Every year around this time, the arbiters of culinary fashion predict how dining in restaurants will change once the New Year’s confetti is swept away. The poor dears, sweating up their all-black duds. Instead of struggling to read oolong leaves and animal entrails, all a true hipster need do is hang out in a noncommercial facility and note what’s already caught on there.
If they’d done it two years ago, they’d have been hailed as savants for knowing all-day breakfast and the blurring of dayparts would reshape the mainstream dining-out market. The trend would be a bright spot for many a major quick-service chain in an otherwise bleak 2016, from McDonald’s to Jack in the Box.
But it was part of the backdrop by then in college and university dining, as fundamental as offering a full slate of gluten-free choices—another trend just beginning to catch hold in the wider commercial sector.
It happened in 2017 with catering, delivery and carryout—an emerging trend set to explode in 2018 in almost all sectors of the noncom market, from B&I feeding to colleges, healthcare and even K-12. Yet those mega-trends are still unfolding in the restaurant sector, fundamentally changing the market that traditionally had been the source of trends for foodservice directors.
If anyone doubts the exchange of trends between commercial and noncommercial foodservice is now a two-way street, they need merely read what trendinistas are forecasting for the streetside market in 2018. Topping many a list of restaurant forecasts: plant-forward dishes.
Please, you professionals in noncommercial, try to stifle the yawn. C&U dining in particular has been riding that current for years. Panera Bread Co. and a host of fast casuals hop aboard and the foodie community trembles.
And not all of the best practices being transplanted into restaurants are food-related.
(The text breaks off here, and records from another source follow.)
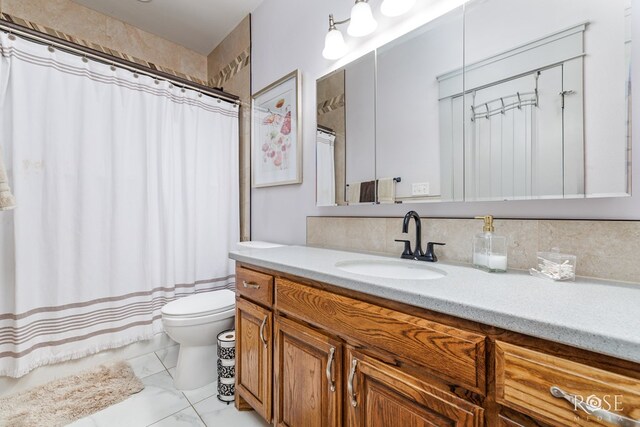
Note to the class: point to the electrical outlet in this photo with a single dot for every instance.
(420, 189)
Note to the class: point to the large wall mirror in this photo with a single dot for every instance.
(499, 100)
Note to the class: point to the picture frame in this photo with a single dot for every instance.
(276, 133)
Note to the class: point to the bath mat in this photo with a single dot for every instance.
(65, 400)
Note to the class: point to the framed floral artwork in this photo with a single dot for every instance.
(276, 143)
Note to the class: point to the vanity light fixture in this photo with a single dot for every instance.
(361, 23)
(396, 7)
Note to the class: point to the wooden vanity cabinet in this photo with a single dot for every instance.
(254, 341)
(307, 377)
(310, 354)
(254, 354)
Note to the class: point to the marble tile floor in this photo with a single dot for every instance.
(161, 405)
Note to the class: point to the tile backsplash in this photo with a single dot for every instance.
(605, 249)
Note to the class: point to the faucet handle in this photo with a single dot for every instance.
(430, 255)
(407, 248)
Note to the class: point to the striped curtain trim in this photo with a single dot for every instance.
(95, 46)
(230, 286)
(55, 343)
(57, 322)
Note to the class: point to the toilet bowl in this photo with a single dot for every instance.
(194, 322)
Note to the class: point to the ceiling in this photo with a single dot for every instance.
(199, 25)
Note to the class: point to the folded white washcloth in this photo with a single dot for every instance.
(7, 200)
(386, 190)
(353, 193)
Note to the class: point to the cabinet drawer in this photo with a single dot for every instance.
(447, 352)
(254, 286)
(524, 381)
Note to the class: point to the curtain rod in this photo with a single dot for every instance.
(105, 58)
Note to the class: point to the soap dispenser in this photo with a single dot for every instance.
(489, 249)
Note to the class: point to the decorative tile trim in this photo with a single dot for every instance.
(231, 69)
(63, 36)
(331, 104)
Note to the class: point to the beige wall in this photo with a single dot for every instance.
(605, 249)
(229, 67)
(81, 22)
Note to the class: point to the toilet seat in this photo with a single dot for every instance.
(200, 305)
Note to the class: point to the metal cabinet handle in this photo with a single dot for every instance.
(332, 384)
(251, 285)
(352, 374)
(602, 414)
(264, 323)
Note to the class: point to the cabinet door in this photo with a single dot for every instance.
(308, 377)
(254, 352)
(380, 395)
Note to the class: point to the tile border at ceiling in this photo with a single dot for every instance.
(121, 55)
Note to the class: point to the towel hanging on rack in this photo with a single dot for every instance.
(7, 200)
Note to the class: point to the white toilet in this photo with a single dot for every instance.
(194, 322)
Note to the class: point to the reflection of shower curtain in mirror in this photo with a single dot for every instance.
(325, 173)
(515, 141)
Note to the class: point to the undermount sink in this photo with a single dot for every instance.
(391, 269)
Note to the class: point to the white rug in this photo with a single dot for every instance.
(65, 400)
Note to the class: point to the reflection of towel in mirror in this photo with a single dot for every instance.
(353, 193)
(368, 192)
(325, 169)
(386, 190)
(7, 201)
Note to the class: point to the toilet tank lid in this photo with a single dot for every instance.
(200, 304)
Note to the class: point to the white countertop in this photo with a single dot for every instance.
(600, 316)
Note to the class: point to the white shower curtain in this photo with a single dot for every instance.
(128, 197)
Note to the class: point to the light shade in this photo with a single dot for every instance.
(396, 7)
(334, 45)
(362, 22)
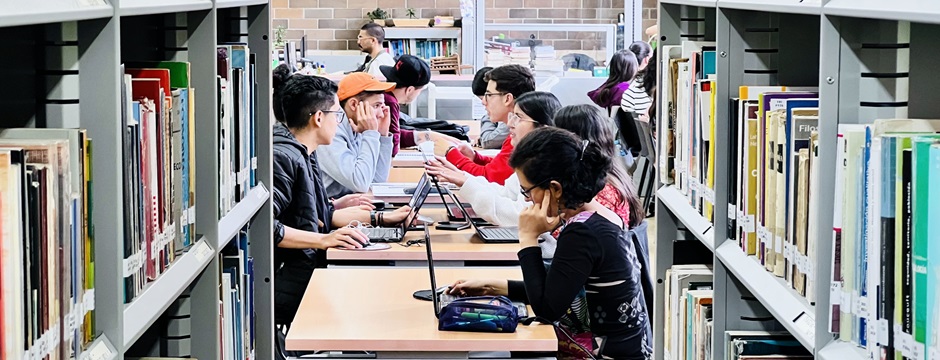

Labor is a problem common to the two channels. But remedies such as developing career ladders—enticing employees to stay longer by providing them a professional pathway—was once evident only in the noncommercial market. That’s changing in a flash, with celebrated restaurateurs such as Danny Meyer helping strong hires think long term.
Ditto for internships, a convention as common as spatulas in the noncommercial and hotel dining markets. Tweaked to merit the label of apprenticeships, the learn-on-the-job arrangements are now being embraced in the restaurant mainstream as an enticement for youngsters who don’t want the staggering debt of a college education.
So it’s decided, restaurateurs. For a preview of tomorrow’s trends, don’t look to the haute crowd wearing black on black. Just turn to noncommercial operators in foodservice whites.